CINDY ELLEN RUSSELL / CRUSSELL@STARBULLETIN.COM
Waikiki Aquarium Director Andrew Rossiter posed yesterday in front of the Barrier Reef tank, which will be featured in a segment of PBS' "Window to the Sea" at 8 p.m. today.
|
|
Waikiki Aquarium gains notice in TV documentary
Its monk seals and coral expertise will be showcased on PBS
The Waikiki Aquarium is one of four aquariums featured in a documentary that airs tonight on PBS Hawaii.
"Window to the Sea" features the aquarium's resident Hawaiian monk seals, its captive-breeding chambered nautiluses and its expertise in coral propagation, Waikiki Aquarium Director Andrew Rossiter said.
THE AQUARIUM
The aquarium, at 2777 Kalakaua Ave., is open 9 a.m.-4:30 p.m. daily.
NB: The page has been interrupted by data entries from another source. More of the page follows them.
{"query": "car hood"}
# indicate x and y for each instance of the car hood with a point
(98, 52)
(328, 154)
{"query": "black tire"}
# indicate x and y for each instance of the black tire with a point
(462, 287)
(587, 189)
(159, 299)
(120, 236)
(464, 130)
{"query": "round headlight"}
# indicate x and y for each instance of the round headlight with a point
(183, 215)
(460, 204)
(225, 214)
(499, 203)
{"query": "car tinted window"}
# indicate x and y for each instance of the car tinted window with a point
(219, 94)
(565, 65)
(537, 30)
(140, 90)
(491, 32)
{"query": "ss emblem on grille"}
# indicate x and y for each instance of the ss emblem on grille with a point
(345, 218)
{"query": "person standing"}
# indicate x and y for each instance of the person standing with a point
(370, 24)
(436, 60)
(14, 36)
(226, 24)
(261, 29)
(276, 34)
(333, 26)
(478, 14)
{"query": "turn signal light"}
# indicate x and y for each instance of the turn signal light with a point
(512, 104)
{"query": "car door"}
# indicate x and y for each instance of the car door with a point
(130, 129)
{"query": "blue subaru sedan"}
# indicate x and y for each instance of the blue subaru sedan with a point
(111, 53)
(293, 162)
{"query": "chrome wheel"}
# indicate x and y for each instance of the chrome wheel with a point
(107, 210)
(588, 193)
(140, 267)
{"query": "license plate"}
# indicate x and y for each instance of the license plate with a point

For more information, call 923-9741 or visit www.waquarium.org.
What: "Window to the Sea"
When: 8 p.m. today
Channel: PBS Hawaii station KHET-11, which is Oceanic Channel 10.
|
Other aquariums featured in the hour-long program include Shedd Aquarium in Chicago; Monterey Bay Aquarium in Monterey, Calif.; and the New England Aquarium in Boston.
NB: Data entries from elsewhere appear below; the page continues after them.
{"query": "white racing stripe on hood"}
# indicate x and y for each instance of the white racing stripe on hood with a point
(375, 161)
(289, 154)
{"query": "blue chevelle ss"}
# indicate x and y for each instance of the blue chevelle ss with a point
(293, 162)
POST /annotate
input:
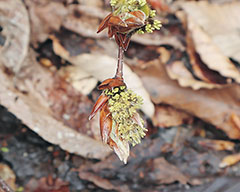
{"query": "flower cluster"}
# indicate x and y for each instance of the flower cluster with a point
(120, 123)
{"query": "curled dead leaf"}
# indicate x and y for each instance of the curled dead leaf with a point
(230, 160)
(214, 44)
(214, 106)
(15, 31)
(218, 145)
(167, 116)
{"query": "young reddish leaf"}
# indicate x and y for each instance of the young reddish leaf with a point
(104, 24)
(98, 105)
(105, 123)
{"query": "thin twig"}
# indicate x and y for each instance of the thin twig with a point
(119, 72)
(4, 186)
"We may be small in size, but in terms of our reputation and in quality of staff, we're huge," Rossiter said, noting that the aquariums featured in the show were picked by aquarium directors.
"It's an amazing honor" to be chosen for the show, he said, "when some other aquariums have multimillion-dollar operations."
Waikiki Aquarium stakes its reputation on knowing and displaying the aquatic life of Hawaii and the tropical Pacific. More than 2,500 organisms in the aquarium's exhibits represent more than 420 species.
Among its "firsts" are breeding chambered nautiluses (native to Palmyra) and propagating coral in captivity, both more than 20 years ago.
Even now, the Waikiki Aquarium supplies live coral to aquariums throughout the world, Rossiter said. The practice spares the harvest of wild coral, he noted.
The aquarium's two Hawaiian monk seals, males named Maka and Nuka, allow visitors to see representatives of an endangered species that has just 1,400 individuals surviving in the wild, Rossiter said. Research about the captive seals' diets may help save their wild cousins.
The Waikiki portion of the show was filmed a year ago and includes a field trip to Kaneohe Bay for a look at a stingray.
"Aquariums have always inspired a certain amount of wonder," said show producer John Grant. "This program demonstrates how aquarium professionals do their work."
Waikiki Aquarium, founded in 1904, is the third-oldest aquarium in the United States and has been part of the University of Hawaii since 1919.